Mohammed Schemsed-din Hafis

(Übersetzung: Vincenz Ritter von Rosenzweig-Schwannau)


Aus: Buchstabe Dal

81.

Wer nach deinem grünen Flaume
Sehnsucht1 fühlte, glühend heiss,

Setzt den Fuss, so lang' er athmet,
Nicht heraus aus diesem Kreis.

Heb' ich aus des Grabes Erde,
Tulpen gleich, mich einst empor,

Stellt das Brandmaal meiner Sehnsucht
Mein geheimes Lustkorn vor.2

Bis wie lang' noch, selt'ne Perle,
Hältst du es für recht und gut,

Dass dein Gram aus jedem Auge
Locke eine Meeresfluth?

Doch wo magst du wohl verweilen,
Du o selt'ne Perle? sprich!

Durch dein Wahngebild verwandelt
In ein Meer mein Auge sich.

 Deiner Locke langer Schatten
Fall' auf meinen Scheitel hin:

Denn das Herz, das liebestolle,
Findet Ruhe nur durch ihn.

Aus der Wurzel jeder Wimper
Fliesst mir Wasser; - o so komm',

Wenn dich die Betrachtung freuet,
Und du gern verweilst am Strom.

Tritt ein Weilchen aus der Hülle,
Wie mein Herz, und komm herein:

Denn, ob wir uns wieder treffen,
Möchte nicht so sicher sein.

Trotzig wendest du dein Auge
Von Hafisen, und, fürwahr,
 
Reizende Narzissen haben
Schwere Häupter immerdar.3
 

1 Sewda, das Wort des Originals, heisst wörtlich: Melancholie, Schwarzsucht, die dem grünen Flaume entgegengesetzt wird.

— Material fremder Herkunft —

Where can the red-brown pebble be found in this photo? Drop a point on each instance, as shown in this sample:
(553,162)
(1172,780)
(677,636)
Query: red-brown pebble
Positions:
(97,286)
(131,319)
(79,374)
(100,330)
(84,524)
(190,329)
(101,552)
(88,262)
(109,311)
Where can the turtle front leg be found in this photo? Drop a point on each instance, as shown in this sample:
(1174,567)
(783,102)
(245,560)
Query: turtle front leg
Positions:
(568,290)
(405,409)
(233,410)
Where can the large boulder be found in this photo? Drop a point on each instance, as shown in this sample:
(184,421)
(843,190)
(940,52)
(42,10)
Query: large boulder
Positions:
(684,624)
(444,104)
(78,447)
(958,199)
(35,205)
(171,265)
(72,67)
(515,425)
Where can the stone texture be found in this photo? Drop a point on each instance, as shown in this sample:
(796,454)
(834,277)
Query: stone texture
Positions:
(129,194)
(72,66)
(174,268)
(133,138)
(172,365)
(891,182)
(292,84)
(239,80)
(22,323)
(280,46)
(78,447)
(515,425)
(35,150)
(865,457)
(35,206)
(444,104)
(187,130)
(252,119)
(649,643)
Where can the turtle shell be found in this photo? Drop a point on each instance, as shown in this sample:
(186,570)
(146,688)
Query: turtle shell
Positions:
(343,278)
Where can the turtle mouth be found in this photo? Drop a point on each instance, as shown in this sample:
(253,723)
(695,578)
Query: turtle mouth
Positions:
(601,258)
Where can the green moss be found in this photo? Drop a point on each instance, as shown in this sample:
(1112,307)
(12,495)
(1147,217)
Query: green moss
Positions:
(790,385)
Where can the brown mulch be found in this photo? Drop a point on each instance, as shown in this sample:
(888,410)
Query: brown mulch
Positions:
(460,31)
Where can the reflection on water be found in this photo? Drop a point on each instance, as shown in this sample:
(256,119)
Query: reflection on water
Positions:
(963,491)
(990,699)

2 D.h.: Wenn ich einst aus dem Grabe erstehe, gleich einer mit Brandmaalen bezeichneten Tulpe, so wird es sich zeigen, dass das Brandmaal meiner Sehnsucht nach dir, das meinem gleich Tulpen blutigrothen Herzen eingedrückt ist, mein eigentliches Lustkorn, d.i. meine Erbsünde sei. Süweida, d.i. die kleine Schwarze, heisst nämlich die Erbsünde, die in der Form eines schwarzen Körnchens sich im Herzen aller Menschen befindet. Nur der Prophet war davon frei, da es ihm durch Engel herausgeschnitten wurde.

3 D.h.: Senken ihre Häupter zu Boden.